Drugs in Psychiatric Disorders — MCQs

Drugs in Psychiatric Disorders Indian Medical PG Practice Questions and MCQs

Question 71: Neuroleptics cause hyperprolactinemia by blocking the effect of which neurotransmitter on pituitary lactotropes?

A. Dopamine (Correct Answer)
B. Glycine
C. Acetylcholine
D. Serotonin

Explanation: **Explanation:** The correct answer is **Dopamine**. **Mechanism of Action:** In the normal physiological state, dopamine acts as the primary **Prolactin Inhibiting Factor (PIF)**. It is secreted by the tuberoinfundibular pathway of the hypothalamus and acts on **D2 receptors** located on the pituitary lactotropes to tonicly inhibit prolactin secretion.
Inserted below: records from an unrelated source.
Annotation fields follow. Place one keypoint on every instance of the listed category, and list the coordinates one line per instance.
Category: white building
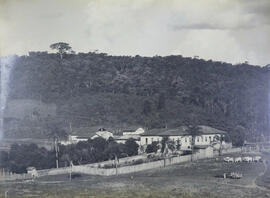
(103, 133)
(207, 137)
(138, 131)
(74, 139)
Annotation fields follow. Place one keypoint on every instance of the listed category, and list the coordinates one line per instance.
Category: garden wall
(92, 169)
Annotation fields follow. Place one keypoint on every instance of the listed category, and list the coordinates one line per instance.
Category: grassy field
(188, 180)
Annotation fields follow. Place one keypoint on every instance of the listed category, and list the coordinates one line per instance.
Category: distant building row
(180, 136)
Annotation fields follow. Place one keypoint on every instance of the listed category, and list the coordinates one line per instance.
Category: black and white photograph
(135, 98)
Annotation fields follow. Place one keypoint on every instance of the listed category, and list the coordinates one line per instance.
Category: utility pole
(116, 163)
(70, 173)
(56, 151)
(6, 194)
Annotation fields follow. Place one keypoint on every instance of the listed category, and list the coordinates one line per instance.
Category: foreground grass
(111, 193)
(190, 180)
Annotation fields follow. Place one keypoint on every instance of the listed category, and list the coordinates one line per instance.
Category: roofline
(183, 134)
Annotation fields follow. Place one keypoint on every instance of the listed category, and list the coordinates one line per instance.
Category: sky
(232, 31)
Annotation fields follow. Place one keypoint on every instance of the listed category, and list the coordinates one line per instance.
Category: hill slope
(91, 90)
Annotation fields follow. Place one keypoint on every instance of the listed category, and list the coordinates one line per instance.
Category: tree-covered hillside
(95, 89)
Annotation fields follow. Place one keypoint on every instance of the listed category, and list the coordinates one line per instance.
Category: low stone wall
(10, 176)
(53, 171)
(94, 170)
(120, 160)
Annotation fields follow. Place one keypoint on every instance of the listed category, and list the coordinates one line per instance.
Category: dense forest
(96, 89)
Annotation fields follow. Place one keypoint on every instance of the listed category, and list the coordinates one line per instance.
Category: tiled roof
(181, 131)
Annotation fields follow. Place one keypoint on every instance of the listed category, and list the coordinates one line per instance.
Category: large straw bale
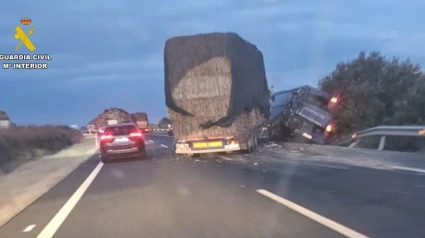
(212, 82)
(139, 116)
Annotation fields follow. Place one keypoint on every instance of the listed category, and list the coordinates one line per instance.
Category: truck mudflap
(207, 145)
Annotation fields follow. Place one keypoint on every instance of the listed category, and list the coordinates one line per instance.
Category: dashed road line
(408, 169)
(225, 158)
(29, 228)
(330, 166)
(54, 224)
(312, 215)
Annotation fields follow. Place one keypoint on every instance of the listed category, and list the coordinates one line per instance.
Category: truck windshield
(281, 99)
(317, 101)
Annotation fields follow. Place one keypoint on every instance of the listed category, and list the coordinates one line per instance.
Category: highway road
(227, 195)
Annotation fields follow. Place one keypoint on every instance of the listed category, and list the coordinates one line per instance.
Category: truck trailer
(216, 92)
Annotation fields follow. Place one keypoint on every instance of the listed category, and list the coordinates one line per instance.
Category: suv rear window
(120, 130)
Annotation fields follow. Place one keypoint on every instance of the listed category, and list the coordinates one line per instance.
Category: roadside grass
(20, 144)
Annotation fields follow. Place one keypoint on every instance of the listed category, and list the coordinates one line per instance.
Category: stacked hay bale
(215, 85)
(110, 114)
(139, 116)
(140, 119)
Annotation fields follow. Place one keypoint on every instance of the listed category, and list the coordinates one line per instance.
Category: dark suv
(121, 141)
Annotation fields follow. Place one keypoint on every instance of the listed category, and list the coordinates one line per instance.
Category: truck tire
(250, 145)
(255, 143)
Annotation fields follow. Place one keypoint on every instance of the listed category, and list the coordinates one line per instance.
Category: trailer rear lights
(234, 142)
(307, 136)
(182, 146)
(329, 128)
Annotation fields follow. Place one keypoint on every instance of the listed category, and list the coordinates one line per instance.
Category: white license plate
(121, 139)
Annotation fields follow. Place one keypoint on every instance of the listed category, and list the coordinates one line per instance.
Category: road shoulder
(30, 181)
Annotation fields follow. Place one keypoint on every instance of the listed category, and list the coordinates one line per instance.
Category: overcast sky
(109, 53)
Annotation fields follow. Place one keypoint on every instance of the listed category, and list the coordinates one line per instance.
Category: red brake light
(136, 134)
(329, 128)
(106, 137)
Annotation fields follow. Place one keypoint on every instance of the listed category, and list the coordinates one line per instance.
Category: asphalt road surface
(225, 196)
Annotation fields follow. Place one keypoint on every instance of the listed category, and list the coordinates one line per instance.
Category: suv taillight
(136, 136)
(106, 138)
Neuroleptics (antipsychotics) work by blocking D2 receptors. When these drugs block D2 receptors in the tuberoinfundibular pathway, the inhibitory effect of dopamine is lost, leading to disinhibition of lactotropes and a subsequent rise in serum prolactin levels (**Hyperprolactinemia**). **Analysis of Incorrect Options:** * **Glycine:** An inhibitory neurotransmitter primarily found in the spinal cord and brainstem; it does not regulate prolactin. * **Acetylcholine:** While involved in various central pathways, it does not play a primary role in the tonic inhibition of prolactin. * **Serotonin:** Generally has a stimulatory effect on prolactin release (via 5-HT receptors), but it is not the neurotransmitter blocked by neuroleptics to cause this specific side effect. **High-Yield Clinical Pearls for NEET-PG:** * **Clinical Features:** Hyperprolactinemia manifests as galactorrhea, gynecomastia, amenorrhea, and infertility. * **Drug Specifics:** Typical antipsychotics (e.g., Haloperidol) and the atypical antipsychotic **Risperidone** are most notorious for causing hyperprolactinemia. * **Exceptions:** **Aripiprazole** (a partial D2 agonist) and **Quetiapine** are less likely to cause significant prolactin elevation. * **Treatment:** If a drug must be used to treat hyperprolactinemia, dopamine agonists like **Cabergoline** or Bromocriptine are preferred.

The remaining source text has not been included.